Best practices for creating indexes in Couchbase Lite

I’m trying to improve performance of queries in my app and therefore revisit a topic that I have looked at quite some time ago. I tried to get “best practices” during another thread - but that disappeared through the process.

Up till now I have only had one index - on the type field.

I have now looked at some queries and thought I would try to improve it by adding some more specific indexes based on the queries. So now I have:

Db.CreateIndex("type", IndexBuilder.ValueIndex(ValueIndexItem.Expression(Expression.Property("type"))));
Db.CreateIndex("type_user", IndexBuilder.ValueIndex(ValueIndexItem.Expression(Expression.Property("type")), ValueIndexItem.Expression(Expression.Property("userkey").NotNullOrMissing())));
Db.CreateIndex("stats_catch", IndexBuilder.ValueIndex(ValueIndexItem.Expression(Expression.Property("type")),
                ValueIndexItem.Expression(Expression.Property("userkey").NotNullOrMissing()),
                ValueIndexItem.Expression(Expression.Property("specieskey").NotNullOrMissing()),
                ValueIndexItem.Expression(Expression.Property("locationtype").NotNullOrMissing())
    ));

I have then added a query.Explain() to the various calls to see what index they use.

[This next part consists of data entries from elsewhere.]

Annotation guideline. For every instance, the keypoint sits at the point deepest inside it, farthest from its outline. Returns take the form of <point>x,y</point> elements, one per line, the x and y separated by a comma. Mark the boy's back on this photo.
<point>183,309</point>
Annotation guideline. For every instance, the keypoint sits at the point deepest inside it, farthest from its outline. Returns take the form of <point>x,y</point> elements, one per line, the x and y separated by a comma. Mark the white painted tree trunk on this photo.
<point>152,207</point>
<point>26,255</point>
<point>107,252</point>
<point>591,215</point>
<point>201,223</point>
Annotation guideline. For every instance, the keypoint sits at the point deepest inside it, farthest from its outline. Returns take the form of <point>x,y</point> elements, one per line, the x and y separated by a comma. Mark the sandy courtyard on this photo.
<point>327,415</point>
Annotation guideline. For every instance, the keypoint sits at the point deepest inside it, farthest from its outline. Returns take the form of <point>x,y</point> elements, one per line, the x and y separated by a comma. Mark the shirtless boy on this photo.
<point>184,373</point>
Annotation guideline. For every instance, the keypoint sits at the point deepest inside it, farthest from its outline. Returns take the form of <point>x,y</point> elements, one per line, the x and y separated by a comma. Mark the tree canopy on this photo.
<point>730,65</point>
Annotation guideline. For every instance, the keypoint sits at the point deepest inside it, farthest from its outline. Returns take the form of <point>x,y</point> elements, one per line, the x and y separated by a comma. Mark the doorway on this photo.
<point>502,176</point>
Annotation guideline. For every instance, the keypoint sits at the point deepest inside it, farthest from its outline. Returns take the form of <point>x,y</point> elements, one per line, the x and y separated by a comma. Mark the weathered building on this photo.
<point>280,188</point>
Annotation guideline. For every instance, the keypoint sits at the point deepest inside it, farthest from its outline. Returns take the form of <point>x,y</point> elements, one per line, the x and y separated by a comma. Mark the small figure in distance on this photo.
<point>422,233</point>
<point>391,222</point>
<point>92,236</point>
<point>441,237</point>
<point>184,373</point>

And now the all seem to use the type_user index…???

These are the explains (that also show the various queries):

GetList: SELECT fl_result(fl_root(_doc.body)) FROM kv_default AS _doc WHERE (fl_value(_doc.body, 'type') = 'Catch' AND fl_value(_doc.body, 'ispublic') IS fl_bool(1)) AND (_doc.flags & 1 = 0) ORDER BY fl_value(_doc.body, 'date') DESC, fl_value(_doc.body, 'catchtime') DESC LIMIT MAX(0, 20) OFFSET MAX(0, 0)

20|0|0| SEARCH TABLE kv_default AS _doc USING INDEX type_user (<expr>=?)
49|0|0| USE TEMP B-TREE FOR ORDER BY

{"WHERE":["AND",["=",[".type"],"Catch"],["IS",[".ispublic"],true]],"LIMIT":20,"OFFSET":0,"ORDER_BY":[["DESC",[".date"]],["DESC",[".catchtime"]]],"WHAT":[["."]]}


GetStats (MY counters): SELECT fl_result(sum(fl_value(_doc.body, 'count'))) AS "s1", fl_result(sum(fl_value(_doc.body, 'takenhome'))) AS "s2" FROM kv_default AS _doc WHERE (fl_value(_doc.body, 'type') = 'Catch' AND fl_value(_doc.body, 'userkey') = '2124DEFEC111BA8FC1257ED20034B387') AND (_doc.flags & 1 = 0)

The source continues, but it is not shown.